The Absolute Return Letter, June 2015
By Niels Jensen

To me, consensus seems to be the process of abandoning all beliefs, principles, values and policies. So it is something in which no one believes and to which no one objects.”
Margaret Thatcher

Investment heavyweights challenge the consensus
On a regular basis I challenge the consensus. It is part of my nature, I suppose, but it comes at a price. Let me explain. We were recently contacted by a conference organiser, who would like me to participate in a panel discussion later this year at an institutional investor conference here in London. The subject? Investment heavyweights challenge the consensus.
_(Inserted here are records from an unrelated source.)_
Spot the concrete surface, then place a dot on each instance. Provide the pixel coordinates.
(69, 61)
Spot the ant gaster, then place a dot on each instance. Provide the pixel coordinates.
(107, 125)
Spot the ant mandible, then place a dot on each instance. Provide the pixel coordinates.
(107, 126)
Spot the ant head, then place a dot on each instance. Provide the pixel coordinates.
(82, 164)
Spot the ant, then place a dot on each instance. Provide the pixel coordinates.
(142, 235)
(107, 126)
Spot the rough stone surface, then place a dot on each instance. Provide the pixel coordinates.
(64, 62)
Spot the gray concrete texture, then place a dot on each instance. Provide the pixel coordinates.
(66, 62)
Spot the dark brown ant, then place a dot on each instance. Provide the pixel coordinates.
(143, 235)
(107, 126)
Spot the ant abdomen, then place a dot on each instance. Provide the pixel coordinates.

I was foolish enough to accept the invitation before doing my homework as to who the other panellists would be. When I realised who they are, my heart sank. They are true heavyweights! You can do no more than wish me good luck, but look here if you fancy a bit of light entertainment on 7 October.
Trade du jour
Now to more sombre matters. Bond investors lost serious amounts of money in the bond market rout between mid-April and mid-May. One estimate puts total losses at approx. $0.5 trillion[1] – not exactly pocket money for most of us.
I am not sure anything fundamental has drastically changed, though.